When giving medicine for noisy respiratory secretions:

  • Monitor for improvements, preferably every 4 hours, but at least every 12 hours.

  • Monitor regularly for side effects, particularly delirium, agitation or excessive sedation when using atropine or hyoscine hydrobromide.

  • Treat side effects, such as dry mouth, delirium or sedation (see recommendation 1.4.2, recommendation 1.5.9 and recommendation 1.5.23).

1.5.33

Consider changing or stopping medicines if noisy respiratory secretions continue and are still causing distress after 12 hours (medicines may take up to 12 hours to become effective).

1.5.34

Consider changing or stopping medicines if unacceptable side effects, such as dry mouth, urinary retention, delirium, agitation and unwanted levels of sedation, persist.

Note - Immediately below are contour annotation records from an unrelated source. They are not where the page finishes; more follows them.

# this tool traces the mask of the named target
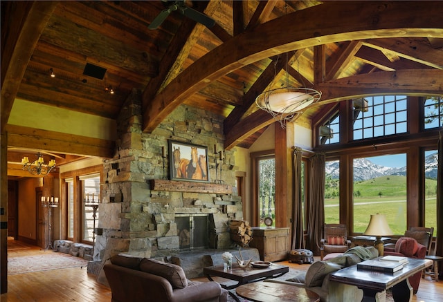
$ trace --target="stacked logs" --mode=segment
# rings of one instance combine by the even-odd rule
[[[247,246],[252,240],[252,229],[249,222],[233,219],[229,224],[230,239],[240,247]]]

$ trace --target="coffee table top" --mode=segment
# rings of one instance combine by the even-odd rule
[[[318,302],[315,292],[303,287],[275,282],[256,282],[240,285],[237,295],[256,302]]]
[[[238,281],[238,285],[247,283],[260,279],[273,278],[286,274],[289,271],[287,265],[272,263],[266,268],[242,268],[238,264],[233,263],[232,270],[224,270],[224,265],[204,267],[203,273],[206,276],[226,278]]]
[[[408,261],[409,263],[404,265],[403,270],[394,274],[369,270],[359,270],[356,265],[352,265],[332,273],[329,280],[382,291],[432,265],[430,260],[408,258]]]

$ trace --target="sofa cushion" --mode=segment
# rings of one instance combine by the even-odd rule
[[[345,245],[345,237],[339,236],[328,236],[326,237],[326,241],[328,245]]]
[[[140,270],[165,278],[171,283],[172,288],[184,288],[188,286],[185,272],[175,264],[144,258],[140,263]]]
[[[412,257],[418,250],[417,240],[410,237],[400,237],[395,243],[395,252]]]
[[[325,276],[332,272],[338,271],[342,266],[329,261],[314,262],[306,272],[305,285],[307,287],[321,286]]]
[[[293,276],[286,279],[287,281],[305,283],[306,281],[306,272],[298,272]]]
[[[141,258],[126,254],[119,254],[111,258],[111,263],[119,266],[139,270]]]

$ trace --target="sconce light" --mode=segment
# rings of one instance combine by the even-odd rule
[[[107,87],[106,87],[105,88],[105,90],[107,92],[109,93],[109,94],[113,95],[114,94],[114,88],[112,88],[112,85],[109,85]]]

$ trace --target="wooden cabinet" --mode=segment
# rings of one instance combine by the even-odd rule
[[[255,247],[263,261],[278,261],[287,258],[289,252],[289,227],[261,227],[252,228],[253,240],[249,243],[251,247]]]

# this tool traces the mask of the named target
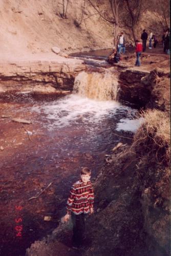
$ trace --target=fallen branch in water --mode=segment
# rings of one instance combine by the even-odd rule
[[[31,200],[32,199],[35,199],[36,198],[37,198],[39,196],[40,196],[40,195],[41,195],[44,192],[45,192],[45,191],[47,188],[48,188],[48,187],[49,187],[52,185],[52,183],[53,183],[53,182],[49,183],[48,186],[47,186],[40,193],[39,193],[38,195],[37,195],[37,196],[36,196],[35,197],[31,197],[30,198],[29,198],[29,199],[28,199],[28,201]]]
[[[113,133],[112,132],[113,134],[114,134],[114,135],[116,135],[117,136],[120,137],[121,138],[125,138],[126,139],[130,139],[130,140],[132,140],[133,138],[130,138],[129,137],[125,137],[125,136],[121,136],[121,135],[118,135],[118,134],[117,134],[116,133]]]
[[[32,141],[32,142],[33,142],[33,141],[32,141],[32,140],[31,138],[30,135],[29,134],[29,132],[28,131],[27,131],[26,129],[25,129],[25,128],[23,126],[22,126],[22,127],[24,129],[24,130],[25,131],[26,131],[26,133],[27,133],[28,136],[29,136],[30,140],[31,140],[31,141]]]

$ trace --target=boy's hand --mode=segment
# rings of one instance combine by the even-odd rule
[[[67,222],[70,219],[70,215],[69,214],[66,214],[63,217],[64,222]]]
[[[90,208],[90,214],[94,214],[93,208],[92,208],[92,207]]]

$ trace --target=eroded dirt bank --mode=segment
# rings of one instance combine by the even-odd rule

1.6 Anticipatory prescribing

1.6.1

Use an individualised approach to prescribing anticipatory medicines for people who are likely to need symptom control in the last days of life. Specify the indications for use and the dosage of any medicines prescribed.

1.6.2

Assess what medicines the person might need to manage symptoms likely to occur during their last days of life (such as agitation, anxiety, breathlessness, nausea and vomiting, noisy respiratory secretions and pain). Discuss any prescribing needs with the dying person, those important to them and the multiprofessional team.

1.6.3

Ensure that suitable anticipatory medicines and routes are prescribed as early as possible. Review these medicines as the dying person's needs change.

1.6.4

When deciding which anticipatory medicines to offer take into account:

  • the likelihood of specific symptoms occurring

  • the benefits and harms of prescribing or administering medicines

  • the benefits and harms of not prescribing or administering medicines

  • the possible risk of the person suddenly deteriorating (for example, catastrophic haemorrhage or seizures) for which urgent symptom control may be needed

  • the place of care and the time it would take to obtain medicines.

1.6.5

Before anticipatory medicines are administered, review the dying person's individual symptoms and adjust the individualised care plan and prescriptions as necessary.

1.6.6

If anticipatory medicines are administered:

  • Monitor for benefits and any side effects at least daily, and give feedback to the lead healthcare professional.

  • Adjust the individualised care plan and prescription as necessary.